Quatrième série de défenses : elle est, en termes de risque pour l'industriel et pour l'homme, la plus importante : le biofilm*. Au sein de cette structure se déroulent de nombreux phénomènes favorisant la résistance. Cette communauté bactérienne extrêmement complexe concentre tous les mécanismes de résistance décrits jusqu'à présent et pouvant être induits par la présence de biocides. De plus, le biofilm modifie profondément la croissance et le métabolisme des bactéries qui y sont incluses. Leur sensibilité en est affectée à des degrés divers. Autre phénomène, trop souvent sous-estimé car difficile à évaluer, la capacité très variables des substances antimicrobiennes (aldéhyde, tensioactif, alcool, oxydant...) à diffuser à travers l'épaisseur des biofilms. En conséquence les concentrations de départ au sommet de la colonie et celles disponibles pour agir au contact des bactéries au coeur du biofilm seront différentes.

Il ne faut toutefois pas oublier que si la résistance favorise la persistance, la persistance ne s'explique pas seulement par la résistance, ce phénomène ayant une origine multifactorielle. Sur un plan pratique, cela implique de mettre l'accent sur :

une plus grande maîtrise des procédures de nettoyage et désinfection, avec notamment une phase de nettoyage plus performante pour l'élimination des biofilms ;

une stratégie de contrôle des surfaces plus performante ;

le développement de nouvelles approches au niveau des matériaux afin de limiter le développement des biofilms.

* Le biofilm est une communauté de bactéries adhérant à une surface. Il développe des capacités émergentes bien supérieures à la simple somme des éléments le constituant.

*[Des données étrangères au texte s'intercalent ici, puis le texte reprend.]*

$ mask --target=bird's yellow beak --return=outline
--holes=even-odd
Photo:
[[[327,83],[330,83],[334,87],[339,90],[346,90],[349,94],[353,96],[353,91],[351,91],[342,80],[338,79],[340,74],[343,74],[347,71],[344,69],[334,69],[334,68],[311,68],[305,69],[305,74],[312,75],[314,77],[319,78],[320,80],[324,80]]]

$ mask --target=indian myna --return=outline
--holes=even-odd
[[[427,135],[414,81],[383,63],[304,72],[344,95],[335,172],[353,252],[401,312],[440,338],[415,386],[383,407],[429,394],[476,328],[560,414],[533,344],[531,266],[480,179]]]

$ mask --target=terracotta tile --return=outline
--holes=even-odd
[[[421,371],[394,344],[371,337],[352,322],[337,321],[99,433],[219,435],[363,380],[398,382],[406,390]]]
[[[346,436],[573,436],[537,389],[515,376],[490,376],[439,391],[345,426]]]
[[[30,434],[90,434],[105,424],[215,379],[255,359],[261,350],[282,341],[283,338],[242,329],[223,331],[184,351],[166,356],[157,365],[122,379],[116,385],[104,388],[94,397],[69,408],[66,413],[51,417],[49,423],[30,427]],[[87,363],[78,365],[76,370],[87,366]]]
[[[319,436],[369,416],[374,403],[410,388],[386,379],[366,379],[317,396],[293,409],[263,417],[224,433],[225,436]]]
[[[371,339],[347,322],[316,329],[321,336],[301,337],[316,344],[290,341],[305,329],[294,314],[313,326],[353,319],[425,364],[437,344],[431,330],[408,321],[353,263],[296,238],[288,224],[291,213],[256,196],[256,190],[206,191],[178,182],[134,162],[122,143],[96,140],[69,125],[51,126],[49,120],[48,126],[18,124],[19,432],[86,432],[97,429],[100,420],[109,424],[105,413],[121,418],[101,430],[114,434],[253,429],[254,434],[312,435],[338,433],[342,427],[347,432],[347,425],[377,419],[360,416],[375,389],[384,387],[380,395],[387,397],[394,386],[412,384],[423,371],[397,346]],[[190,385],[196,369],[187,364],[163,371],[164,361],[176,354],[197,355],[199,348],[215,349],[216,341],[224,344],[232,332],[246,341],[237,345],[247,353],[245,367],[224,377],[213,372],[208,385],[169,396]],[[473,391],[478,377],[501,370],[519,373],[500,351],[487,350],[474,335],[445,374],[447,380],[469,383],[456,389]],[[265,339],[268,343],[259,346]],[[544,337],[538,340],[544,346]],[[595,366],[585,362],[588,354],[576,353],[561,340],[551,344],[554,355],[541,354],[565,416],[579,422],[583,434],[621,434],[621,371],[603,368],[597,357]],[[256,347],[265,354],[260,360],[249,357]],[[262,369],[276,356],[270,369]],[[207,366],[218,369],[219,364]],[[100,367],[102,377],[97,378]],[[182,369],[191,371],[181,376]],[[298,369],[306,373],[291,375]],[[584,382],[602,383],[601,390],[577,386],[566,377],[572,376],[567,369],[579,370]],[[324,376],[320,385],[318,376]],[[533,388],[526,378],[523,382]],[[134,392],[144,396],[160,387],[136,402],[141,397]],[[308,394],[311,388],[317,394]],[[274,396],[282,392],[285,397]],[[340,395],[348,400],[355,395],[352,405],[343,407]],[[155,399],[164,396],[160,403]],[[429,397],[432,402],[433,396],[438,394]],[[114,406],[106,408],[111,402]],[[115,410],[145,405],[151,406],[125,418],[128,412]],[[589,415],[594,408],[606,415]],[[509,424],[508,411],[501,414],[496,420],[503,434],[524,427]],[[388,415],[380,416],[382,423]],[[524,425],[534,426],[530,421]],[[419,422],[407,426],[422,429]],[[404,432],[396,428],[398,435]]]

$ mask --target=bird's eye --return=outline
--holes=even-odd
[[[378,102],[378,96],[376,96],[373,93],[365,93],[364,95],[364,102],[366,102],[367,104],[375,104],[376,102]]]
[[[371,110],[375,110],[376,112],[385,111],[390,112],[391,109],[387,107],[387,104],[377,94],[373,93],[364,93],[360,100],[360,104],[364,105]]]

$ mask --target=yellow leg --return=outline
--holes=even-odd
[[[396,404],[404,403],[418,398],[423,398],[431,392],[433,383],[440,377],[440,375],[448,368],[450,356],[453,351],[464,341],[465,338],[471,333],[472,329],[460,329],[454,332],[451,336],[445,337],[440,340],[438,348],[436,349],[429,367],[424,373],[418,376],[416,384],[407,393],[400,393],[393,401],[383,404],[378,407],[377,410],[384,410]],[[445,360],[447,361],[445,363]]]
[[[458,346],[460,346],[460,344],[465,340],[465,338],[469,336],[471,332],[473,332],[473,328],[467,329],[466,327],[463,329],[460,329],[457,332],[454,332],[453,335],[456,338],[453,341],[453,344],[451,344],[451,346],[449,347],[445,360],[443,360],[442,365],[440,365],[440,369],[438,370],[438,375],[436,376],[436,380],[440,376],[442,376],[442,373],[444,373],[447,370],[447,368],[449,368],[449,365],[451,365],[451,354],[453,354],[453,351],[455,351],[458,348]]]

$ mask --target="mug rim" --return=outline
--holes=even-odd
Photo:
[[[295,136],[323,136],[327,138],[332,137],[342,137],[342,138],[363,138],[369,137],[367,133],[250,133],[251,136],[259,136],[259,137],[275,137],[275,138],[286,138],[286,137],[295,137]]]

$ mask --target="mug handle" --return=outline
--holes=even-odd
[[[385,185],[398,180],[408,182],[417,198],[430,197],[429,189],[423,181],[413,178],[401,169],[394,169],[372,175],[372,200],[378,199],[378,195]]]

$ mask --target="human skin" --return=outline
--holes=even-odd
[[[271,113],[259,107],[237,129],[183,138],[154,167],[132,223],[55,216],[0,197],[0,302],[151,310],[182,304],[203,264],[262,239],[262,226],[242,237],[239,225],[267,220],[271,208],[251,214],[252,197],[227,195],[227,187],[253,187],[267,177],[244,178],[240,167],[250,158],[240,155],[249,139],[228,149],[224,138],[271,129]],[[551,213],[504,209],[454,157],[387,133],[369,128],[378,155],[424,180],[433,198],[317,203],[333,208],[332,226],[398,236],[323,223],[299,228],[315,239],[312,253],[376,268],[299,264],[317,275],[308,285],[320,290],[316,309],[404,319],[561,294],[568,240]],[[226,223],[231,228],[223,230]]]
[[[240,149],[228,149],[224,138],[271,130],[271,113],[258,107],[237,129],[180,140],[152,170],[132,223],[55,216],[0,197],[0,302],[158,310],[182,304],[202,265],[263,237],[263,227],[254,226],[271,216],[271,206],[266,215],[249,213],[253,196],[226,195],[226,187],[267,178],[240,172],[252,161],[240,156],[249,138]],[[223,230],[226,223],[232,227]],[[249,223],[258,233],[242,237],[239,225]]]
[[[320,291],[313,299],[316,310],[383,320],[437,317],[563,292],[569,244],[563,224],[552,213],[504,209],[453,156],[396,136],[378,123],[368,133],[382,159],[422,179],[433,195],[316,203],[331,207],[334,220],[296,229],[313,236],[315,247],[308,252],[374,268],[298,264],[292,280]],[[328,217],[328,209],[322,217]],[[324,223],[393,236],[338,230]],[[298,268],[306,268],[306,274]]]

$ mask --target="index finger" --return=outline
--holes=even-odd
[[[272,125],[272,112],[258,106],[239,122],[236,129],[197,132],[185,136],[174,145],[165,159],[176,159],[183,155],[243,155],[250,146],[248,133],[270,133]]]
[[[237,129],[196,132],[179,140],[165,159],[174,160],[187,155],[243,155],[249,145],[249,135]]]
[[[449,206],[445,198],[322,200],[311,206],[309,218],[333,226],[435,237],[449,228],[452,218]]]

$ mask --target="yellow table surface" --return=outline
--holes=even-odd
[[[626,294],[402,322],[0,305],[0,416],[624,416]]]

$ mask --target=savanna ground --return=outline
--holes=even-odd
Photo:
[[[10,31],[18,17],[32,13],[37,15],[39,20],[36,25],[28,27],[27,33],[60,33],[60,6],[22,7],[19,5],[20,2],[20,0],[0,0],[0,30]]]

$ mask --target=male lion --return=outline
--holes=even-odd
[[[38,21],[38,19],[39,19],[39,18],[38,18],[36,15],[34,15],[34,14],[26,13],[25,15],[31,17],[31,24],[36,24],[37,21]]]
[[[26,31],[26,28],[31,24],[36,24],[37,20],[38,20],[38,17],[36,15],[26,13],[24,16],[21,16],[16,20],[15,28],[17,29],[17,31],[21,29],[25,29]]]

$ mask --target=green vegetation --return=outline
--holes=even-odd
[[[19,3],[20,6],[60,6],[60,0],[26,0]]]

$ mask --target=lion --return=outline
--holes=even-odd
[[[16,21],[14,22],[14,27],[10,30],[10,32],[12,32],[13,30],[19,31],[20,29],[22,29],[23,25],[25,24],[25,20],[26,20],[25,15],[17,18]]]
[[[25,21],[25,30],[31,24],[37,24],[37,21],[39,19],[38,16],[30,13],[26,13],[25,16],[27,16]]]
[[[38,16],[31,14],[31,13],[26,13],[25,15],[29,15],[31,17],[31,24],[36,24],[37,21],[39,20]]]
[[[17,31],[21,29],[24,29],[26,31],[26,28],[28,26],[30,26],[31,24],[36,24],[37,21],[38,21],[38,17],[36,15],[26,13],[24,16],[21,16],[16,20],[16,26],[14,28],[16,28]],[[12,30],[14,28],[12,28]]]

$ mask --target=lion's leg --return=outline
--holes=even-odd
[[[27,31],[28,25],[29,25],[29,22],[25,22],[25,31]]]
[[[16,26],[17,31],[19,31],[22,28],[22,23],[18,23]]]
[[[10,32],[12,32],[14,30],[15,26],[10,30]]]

LA RÉSISTANCE : DÉFINITION

Pour tenter de concilier réalités de laboratoire et de terrain, on peut considérer qu'une résistance bactérienne se révèle quand :

une souche bactérienne n'est pas tuée ou inhibée à une concentration atteinte en pratique ;

une souche bactérienne n'est pas tuée ou inhibée à une concentration à laquelle la majorité des souches de la même espèce est sensible ;

des cellules bactériennes d'une même culture ne sont ni tuées, ni inhibées à une concentration agissant sur la majorité des cellules.